Na verdade, ao dizer que «em caso de indeferimento de reclamação graciosa, o prazo de impugnação será de 15 dias após a notificação» este n.º 2 reporta-se à notificação do acto de indeferimento da reclamação graciosa.
Por outro lado, nos casos de indeferimento tácito, quer de reclamação graciosa quer de recurso hierárquico, não há sequer notificação do indeferimento presumido, pois, obviamente, não há sequer acto que possa ser notificado.
Por isso, o referido prazo de 15 dias nem mesmo ao indeferimento tácito de reclamação graciosa é aplicável.
A norma que fixa o prazo de impugnação de indeferimentos tácitos é a alínea d) do n.º 1 do referido art. 102.º, que estabelece que a impugnação será apresentada no prazo de 90 dias contados a partir da formação da presunção de indeferimento tácito.
6 – Conclui-se, assim, que a impugnação judicial podia ser apresentada no prazo de 90 dias a contar da formação de presunção de indeferimento tácito do recurso hierárquico.

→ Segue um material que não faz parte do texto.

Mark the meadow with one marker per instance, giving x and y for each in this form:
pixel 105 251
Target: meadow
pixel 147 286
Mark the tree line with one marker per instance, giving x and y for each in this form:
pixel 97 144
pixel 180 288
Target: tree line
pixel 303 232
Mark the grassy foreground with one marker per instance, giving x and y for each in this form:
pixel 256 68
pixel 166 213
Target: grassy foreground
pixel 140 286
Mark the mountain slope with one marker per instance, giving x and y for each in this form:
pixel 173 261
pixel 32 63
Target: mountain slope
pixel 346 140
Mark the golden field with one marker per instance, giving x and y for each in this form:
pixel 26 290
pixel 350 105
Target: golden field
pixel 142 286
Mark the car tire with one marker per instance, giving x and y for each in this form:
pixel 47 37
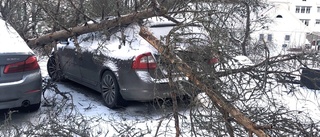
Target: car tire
pixel 110 91
pixel 31 108
pixel 54 71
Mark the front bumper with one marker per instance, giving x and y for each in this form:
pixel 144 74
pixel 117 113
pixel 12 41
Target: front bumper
pixel 29 88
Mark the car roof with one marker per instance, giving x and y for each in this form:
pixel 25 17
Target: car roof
pixel 11 42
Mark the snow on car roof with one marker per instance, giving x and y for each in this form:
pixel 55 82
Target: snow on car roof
pixel 11 42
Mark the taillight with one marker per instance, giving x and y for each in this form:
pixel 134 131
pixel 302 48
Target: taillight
pixel 29 64
pixel 214 60
pixel 144 61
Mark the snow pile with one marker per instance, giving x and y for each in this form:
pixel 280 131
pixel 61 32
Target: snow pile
pixel 11 42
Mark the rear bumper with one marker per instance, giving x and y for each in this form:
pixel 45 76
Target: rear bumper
pixel 29 88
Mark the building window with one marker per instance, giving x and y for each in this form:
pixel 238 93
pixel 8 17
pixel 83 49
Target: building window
pixel 261 37
pixel 308 9
pixel 305 21
pixel 287 37
pixel 298 9
pixel 303 9
pixel 269 38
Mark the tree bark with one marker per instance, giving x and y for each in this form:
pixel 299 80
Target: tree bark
pixel 216 98
pixel 123 20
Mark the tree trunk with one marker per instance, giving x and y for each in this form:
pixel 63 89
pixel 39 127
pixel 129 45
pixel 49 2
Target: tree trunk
pixel 216 98
pixel 64 34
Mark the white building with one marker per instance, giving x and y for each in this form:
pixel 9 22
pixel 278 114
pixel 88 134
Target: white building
pixel 308 11
pixel 285 31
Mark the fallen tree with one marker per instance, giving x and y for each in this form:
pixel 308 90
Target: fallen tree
pixel 87 28
pixel 215 97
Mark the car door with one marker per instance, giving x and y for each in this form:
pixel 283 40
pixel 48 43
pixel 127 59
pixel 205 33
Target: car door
pixel 69 62
pixel 90 69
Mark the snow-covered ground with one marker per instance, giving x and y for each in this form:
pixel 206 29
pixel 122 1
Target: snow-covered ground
pixel 138 119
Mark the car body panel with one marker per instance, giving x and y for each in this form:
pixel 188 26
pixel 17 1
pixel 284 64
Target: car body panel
pixel 111 54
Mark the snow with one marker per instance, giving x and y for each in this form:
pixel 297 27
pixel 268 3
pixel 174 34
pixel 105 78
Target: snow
pixel 11 42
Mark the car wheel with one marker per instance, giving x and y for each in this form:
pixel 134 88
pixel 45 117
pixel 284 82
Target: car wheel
pixel 54 71
pixel 110 91
pixel 30 108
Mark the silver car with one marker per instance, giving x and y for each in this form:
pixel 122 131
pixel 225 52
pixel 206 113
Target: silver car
pixel 20 77
pixel 117 62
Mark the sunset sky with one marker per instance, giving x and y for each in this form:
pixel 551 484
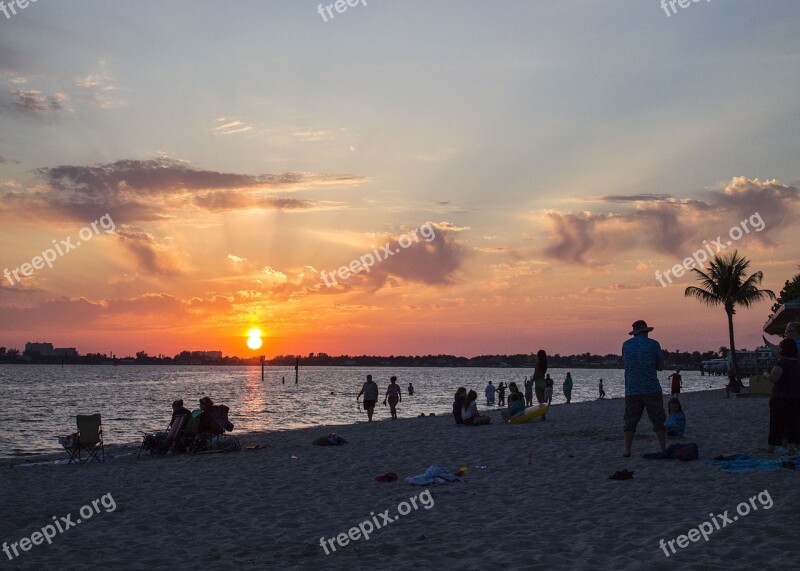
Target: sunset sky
pixel 563 152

Da matéria de facto fixada na decisão recorrida resulta que o recurso hierárquico foi interposto em 11-12-2005.
A formação da presunção de indeferimento tácito do recurso hierárquico ocorre com o termo do prazo para a decisão, como decorre do preceituado nos arts. 109.º, n.º 1, e 175.º, n.º 3, do CPA, e 57.º, n.º 5, da LGT.

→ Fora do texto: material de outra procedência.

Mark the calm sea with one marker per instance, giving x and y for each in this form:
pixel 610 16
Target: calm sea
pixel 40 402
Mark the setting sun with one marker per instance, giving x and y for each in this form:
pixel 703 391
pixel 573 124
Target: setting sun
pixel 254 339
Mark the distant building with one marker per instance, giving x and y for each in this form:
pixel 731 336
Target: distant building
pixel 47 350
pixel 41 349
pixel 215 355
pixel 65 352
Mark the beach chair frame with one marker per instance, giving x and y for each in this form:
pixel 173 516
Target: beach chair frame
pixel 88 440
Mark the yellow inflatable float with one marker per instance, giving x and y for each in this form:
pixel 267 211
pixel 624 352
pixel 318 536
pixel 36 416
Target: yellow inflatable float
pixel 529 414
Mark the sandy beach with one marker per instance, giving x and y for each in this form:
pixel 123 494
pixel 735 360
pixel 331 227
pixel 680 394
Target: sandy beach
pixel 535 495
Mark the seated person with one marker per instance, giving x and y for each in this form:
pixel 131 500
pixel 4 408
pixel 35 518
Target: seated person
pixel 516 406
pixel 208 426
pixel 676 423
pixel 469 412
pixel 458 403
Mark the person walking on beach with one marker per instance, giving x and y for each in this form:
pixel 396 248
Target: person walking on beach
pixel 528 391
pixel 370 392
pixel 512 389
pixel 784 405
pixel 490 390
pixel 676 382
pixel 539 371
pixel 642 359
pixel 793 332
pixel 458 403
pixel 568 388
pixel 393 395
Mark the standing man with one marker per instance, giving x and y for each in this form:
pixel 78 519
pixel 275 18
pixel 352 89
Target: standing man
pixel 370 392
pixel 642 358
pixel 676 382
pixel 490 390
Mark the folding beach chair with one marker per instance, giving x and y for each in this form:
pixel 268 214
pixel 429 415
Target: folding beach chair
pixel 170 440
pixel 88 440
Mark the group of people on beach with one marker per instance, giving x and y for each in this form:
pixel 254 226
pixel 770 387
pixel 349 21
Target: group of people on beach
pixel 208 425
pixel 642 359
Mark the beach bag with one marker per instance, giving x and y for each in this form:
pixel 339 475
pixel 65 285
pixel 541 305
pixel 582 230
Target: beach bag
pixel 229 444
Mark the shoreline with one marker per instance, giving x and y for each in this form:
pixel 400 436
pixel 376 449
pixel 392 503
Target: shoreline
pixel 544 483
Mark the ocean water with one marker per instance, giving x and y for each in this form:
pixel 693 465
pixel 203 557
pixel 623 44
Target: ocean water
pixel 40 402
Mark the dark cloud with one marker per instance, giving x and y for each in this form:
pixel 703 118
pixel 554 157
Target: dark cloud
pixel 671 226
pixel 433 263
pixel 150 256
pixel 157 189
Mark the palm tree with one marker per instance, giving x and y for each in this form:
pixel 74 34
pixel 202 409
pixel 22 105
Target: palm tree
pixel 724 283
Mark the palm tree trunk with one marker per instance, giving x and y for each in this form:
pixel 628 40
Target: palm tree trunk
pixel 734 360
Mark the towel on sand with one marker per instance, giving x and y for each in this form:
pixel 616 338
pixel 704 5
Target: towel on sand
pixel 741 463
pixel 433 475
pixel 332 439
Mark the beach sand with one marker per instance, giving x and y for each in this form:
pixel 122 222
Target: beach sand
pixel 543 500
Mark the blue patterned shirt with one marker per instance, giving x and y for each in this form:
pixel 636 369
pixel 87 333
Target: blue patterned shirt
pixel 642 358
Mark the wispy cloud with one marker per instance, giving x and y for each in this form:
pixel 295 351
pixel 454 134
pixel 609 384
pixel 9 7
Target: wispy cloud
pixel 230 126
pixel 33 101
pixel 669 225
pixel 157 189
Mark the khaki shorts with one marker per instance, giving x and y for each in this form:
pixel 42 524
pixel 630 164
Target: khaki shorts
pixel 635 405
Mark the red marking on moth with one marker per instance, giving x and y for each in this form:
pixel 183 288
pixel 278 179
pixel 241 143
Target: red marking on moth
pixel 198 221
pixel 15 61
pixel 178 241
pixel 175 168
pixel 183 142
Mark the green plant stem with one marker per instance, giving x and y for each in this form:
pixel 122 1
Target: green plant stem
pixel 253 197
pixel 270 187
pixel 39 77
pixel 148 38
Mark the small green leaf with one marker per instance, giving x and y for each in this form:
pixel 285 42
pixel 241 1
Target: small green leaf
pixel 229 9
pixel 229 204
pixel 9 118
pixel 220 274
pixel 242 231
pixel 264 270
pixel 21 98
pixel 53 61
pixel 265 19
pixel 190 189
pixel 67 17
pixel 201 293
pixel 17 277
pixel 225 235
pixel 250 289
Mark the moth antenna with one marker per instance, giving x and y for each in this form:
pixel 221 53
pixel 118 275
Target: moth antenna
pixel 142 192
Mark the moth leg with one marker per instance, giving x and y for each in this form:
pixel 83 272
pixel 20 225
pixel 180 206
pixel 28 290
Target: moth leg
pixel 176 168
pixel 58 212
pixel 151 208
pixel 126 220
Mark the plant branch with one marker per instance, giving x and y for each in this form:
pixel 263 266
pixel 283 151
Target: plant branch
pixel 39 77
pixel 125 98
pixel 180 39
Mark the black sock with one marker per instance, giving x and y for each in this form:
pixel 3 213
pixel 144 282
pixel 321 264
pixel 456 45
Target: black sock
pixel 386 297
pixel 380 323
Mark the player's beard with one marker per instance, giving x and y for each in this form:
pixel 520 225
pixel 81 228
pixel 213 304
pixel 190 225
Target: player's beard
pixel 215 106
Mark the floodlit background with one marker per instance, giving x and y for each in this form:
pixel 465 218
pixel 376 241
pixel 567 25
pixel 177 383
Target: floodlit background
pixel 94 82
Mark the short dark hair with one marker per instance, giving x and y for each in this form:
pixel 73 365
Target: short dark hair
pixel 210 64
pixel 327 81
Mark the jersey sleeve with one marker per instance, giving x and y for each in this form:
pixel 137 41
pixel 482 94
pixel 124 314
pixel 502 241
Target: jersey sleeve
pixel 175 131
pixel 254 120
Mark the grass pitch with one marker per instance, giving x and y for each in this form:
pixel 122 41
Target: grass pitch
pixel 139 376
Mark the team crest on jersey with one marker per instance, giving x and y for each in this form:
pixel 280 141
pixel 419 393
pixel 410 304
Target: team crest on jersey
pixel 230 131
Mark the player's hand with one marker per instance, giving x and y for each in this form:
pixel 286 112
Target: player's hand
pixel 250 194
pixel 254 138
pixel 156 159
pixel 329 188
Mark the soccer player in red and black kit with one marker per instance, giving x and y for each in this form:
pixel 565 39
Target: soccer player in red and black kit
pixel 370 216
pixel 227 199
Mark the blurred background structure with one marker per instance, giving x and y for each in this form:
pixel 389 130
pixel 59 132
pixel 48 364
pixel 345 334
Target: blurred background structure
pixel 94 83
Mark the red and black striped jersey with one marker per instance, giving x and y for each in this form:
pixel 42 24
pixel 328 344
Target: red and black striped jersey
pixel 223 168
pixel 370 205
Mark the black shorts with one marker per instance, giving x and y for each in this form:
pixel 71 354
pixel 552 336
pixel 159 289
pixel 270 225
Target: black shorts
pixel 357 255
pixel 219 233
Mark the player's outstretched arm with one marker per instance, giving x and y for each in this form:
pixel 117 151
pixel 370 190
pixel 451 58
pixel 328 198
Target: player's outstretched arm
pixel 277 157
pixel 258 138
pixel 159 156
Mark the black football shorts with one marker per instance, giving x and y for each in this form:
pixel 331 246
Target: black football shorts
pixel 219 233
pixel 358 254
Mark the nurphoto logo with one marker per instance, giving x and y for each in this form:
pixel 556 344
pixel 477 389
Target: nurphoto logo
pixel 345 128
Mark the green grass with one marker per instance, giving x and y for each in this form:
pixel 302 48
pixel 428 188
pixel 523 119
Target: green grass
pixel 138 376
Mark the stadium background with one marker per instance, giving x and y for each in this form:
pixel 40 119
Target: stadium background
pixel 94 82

Assim, no caso do recurso hierárquico no procedimento tributário, sendo o prazo para decisão de 60 dias (art. 66.º, n.º 5, do CPPT), é com o seu termo que se considera formado o indeferimento tácito.
Por isso, tendo o recurso hierárquico sido interposto em 11-12-2005, a formação da presunção de indeferimento tácito ocorreu em 10-2-2006, dia subsequente ao termo do prazo para decisão.
É a partir desta data que se conta o prazo de impugnação judicial, de 90 dias, previsto na alínea d) do n.º 1 do art. 102.º do CPPT, que, assim, terminou em 11-5-2006.
A impugnação foi apresentada em 18-4-2006 e, por isso, não ocorre intempestividade.
Termos em que acordam em
- –conceder provimento ao recurso jurisdicional;
- –revogar a decisão recorrida;
- –ordenar que o processo baixe à 1.ª instância a fim de ser proferida decisão que não seja no sentido da intempestividade da impugnação judicial.
Sem custas, por a Fazenda Pública não ter dado causa ou expressamente aderido à decisão recorrida e não a ter acompanhado [art. 2.º, n.º 1, alínea g), do CCJ].
Lisboa, 21 de Novembro de 2007. – Jorge de Sousa (relator) – Baeta de Queiroz – Pimenta do Vale.